A national park might be an unusual place to find a farm – especially one located on the sweeping hills of the North Yorkshire Moors. But sheep farmer Richard Findlay, 51, wouldn’t have it any other way.
“I love my job, and one of the benefits of being a farmer is that your office is this beautiful countryside – and we’re really proud of where we work,” Richard says. “Sheep grazing has happened on these moors for centuries, and has created a unique landscape.”
Quarry Farm’s 1,100 Cheviot Cross sheep – which are particularly suited to this kind of terrain – graze on 1,250 acres of heather moorland, spending summers roaming the hills, nibbling on plants, and winters enjoying the kale and brassicas Richard grows to feed them.
Richard’s father, a first-generation farmer, came to Quarry Farm when Richard was just two years old. He remembers helping out with the animals before he went to school.
“I was only eight, but I’d feed the chickens, collect eggs or let the calves out to the water trough early in the morning,” he says. “I learnt to work with the environment, not against it, which is an important part of being a farmer.”
Looking after the countryside with his family is one the most rewarding things about farming life for Richard.

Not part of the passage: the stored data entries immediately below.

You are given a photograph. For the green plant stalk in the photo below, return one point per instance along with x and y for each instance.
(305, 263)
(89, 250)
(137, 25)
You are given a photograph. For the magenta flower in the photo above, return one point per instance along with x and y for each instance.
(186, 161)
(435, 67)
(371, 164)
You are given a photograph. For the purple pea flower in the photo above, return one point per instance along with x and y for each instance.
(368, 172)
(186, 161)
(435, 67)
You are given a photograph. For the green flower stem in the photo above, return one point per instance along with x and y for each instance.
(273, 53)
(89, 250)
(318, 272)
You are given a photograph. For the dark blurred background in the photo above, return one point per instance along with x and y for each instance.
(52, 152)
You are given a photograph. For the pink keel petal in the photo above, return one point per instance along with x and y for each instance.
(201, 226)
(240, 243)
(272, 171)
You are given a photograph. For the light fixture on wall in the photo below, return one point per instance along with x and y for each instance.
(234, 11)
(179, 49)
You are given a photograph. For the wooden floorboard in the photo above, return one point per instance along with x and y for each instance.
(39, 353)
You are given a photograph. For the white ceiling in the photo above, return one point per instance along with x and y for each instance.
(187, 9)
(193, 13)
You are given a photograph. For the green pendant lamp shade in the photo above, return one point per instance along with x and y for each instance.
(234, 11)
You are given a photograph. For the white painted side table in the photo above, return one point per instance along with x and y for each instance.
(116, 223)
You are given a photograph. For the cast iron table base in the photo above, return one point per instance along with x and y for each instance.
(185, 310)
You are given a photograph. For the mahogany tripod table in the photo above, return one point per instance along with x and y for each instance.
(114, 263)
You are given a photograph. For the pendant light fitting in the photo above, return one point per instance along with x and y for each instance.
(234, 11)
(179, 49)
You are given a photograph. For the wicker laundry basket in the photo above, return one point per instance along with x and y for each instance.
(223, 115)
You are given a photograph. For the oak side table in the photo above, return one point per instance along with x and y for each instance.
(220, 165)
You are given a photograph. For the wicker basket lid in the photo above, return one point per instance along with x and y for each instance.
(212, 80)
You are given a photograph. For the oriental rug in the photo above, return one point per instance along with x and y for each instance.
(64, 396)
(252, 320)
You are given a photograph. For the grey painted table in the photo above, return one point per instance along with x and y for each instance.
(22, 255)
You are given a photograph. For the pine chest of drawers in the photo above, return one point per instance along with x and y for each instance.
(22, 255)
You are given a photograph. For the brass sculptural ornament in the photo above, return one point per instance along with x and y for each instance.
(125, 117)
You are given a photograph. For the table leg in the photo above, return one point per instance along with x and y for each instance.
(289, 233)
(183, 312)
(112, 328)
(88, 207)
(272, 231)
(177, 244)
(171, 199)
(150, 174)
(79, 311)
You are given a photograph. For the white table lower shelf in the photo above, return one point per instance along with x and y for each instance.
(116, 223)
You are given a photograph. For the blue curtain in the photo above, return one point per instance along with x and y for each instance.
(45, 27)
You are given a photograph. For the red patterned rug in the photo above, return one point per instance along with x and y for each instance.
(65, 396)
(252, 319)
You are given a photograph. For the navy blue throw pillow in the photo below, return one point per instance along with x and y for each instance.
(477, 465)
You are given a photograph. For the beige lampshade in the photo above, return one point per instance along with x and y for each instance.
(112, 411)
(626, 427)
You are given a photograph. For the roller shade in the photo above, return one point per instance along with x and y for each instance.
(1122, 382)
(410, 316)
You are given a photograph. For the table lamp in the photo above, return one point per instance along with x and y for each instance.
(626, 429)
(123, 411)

“The vegetation we grow also provides a habitat for other wildlife – the fields will be covered in blackbirds, thrushes and sparrows, especially on chilly, frosty mornings,” Richard says. “It can be quite unforgiving out here, so the birds, rabbits and hares benefit too.”
Richard’s passion for his job is clear – and he firmly believes that well cared-for animals make for tastier meat.
“If they’re content and well fed, the animals will thrive, so it’s in our interests to do our absolute best for our livestock. The more you look after them, the more they’ll look after you.”
Today, Richard’s family works with him on the farm: wife Polly and their four children. “We’re a real farming family,” Richard says. “I’m bringing my eldest son into the business, because he’s really keen to continue the family tradition.”
At busy times of year, such as lambing season, Richard might only catch three hours’ sleep a night. So the family pulls together to help, feeding lambs and putting out hay. “It’s hard work, but we wouldn’t change it. The children really love it, and Polly enjoys being part of a team – although her idea of quality family time would probably involve doing something a bit less strenuous.”